We investigated the transcriptomic effects of unpredictable chronic mild stress (UCMS) on distinct microcircuit cell types in the medial prefrontal cortex (cingulate regions 24a, 24b, and 32) in mice. C57BL/6 mice, exposed to UCMS or control housing for 5 weeks, were assessed for anxiety- and depressive-like behaviors. Microcircuit cell types were laser microdissected and processed for RNA sequencing.

Results

UCMS induced predicted elevations in behavioral emotionality in mice.
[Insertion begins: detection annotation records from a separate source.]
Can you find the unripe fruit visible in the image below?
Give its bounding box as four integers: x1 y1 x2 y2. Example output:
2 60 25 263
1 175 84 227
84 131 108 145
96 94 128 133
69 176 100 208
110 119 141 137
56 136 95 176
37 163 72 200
DESeq2 analysis revealed unique differentially expressed genes in each cell type after UCMS. Presynaptic functions, oxidative stress response, metabolism, and translational regulation were differentially dysregulated across cell types, whereas nearly all cell types showed downregulated postsynaptic gene signatures. Across the cortical microcircuit, we observed a shift from a distributed transcriptomic coordination across cell types in control mice toward UCMS-induced increased coordination between PYR, SST, and parvalbumin cells and a hub-like role for PYR cells. Finally, we identified a microcircuit-wide coexpression network enriched in synaptic, bioenergetic, and oxidative stress response genes that correlated with UCMS-induced behaviors.

Conclusions

These findings suggest cell-specific deficits, microcircuit-wide synaptic reorganization, and a shift in cells regulating the cortical excitation–inhibition balance, suggesting increased coordinated regulation of PYR cells by SST and parvalbumin cells.

中文翻译：

慢性压力导致协调的皮层微电路细胞型转录组变化与改变的信息处理一致

背景

皮层细胞微电路中的信息处理涉及通过抑制性生长抑素（SST）、小白蛋白和血管活性肠肽表达中间神经元调节兴奋性锥体（PYR）细胞。人类死后和啮齿动物研究表明，在重度抑郁症或慢性应激后，PYR 细胞树突形态受损和 SST 细胞标志物减少。然而，几乎不存在跨微电路单元类型的协调变化的知识。

方法

我们研究了不可预测的慢性轻度应激 (UCMS) 对小鼠内侧前额叶皮层（扣带回 24a、24b 和 32）中不同微电路细胞类型的转录组学影响。C57BL/6 小鼠，暴露于 UCMS 或控制住房 5 周，评估焦虑和抑郁样行为。对微电路细胞类型进行激光显微切割和处理以进行 RNA 测序。

结果

UCMS 诱导小鼠行为情绪的预测升高。DESeq2 分析揭示了 UCMS 后每种细胞类型中独特的差异表达基因。突触前功能、氧化应激反应、代谢和翻译调节在不同细胞类型之间存在差异性失调，而几乎所有细胞类型都显示出下调的突触后基因特征。在整个皮层微电路中，我们观察到对照小鼠从跨细胞类型的分布式转录组协调转变为 UCMS 诱导的 PYR、SST 和小白蛋白细胞之间的协调增加以及 PYR 细胞的枢纽样作用。最后，我们确定了一个微电路范围内的共表达网络，该网络富含与 UCMS 诱导的行为相关的突触、生物能量和氧化应激反应基因。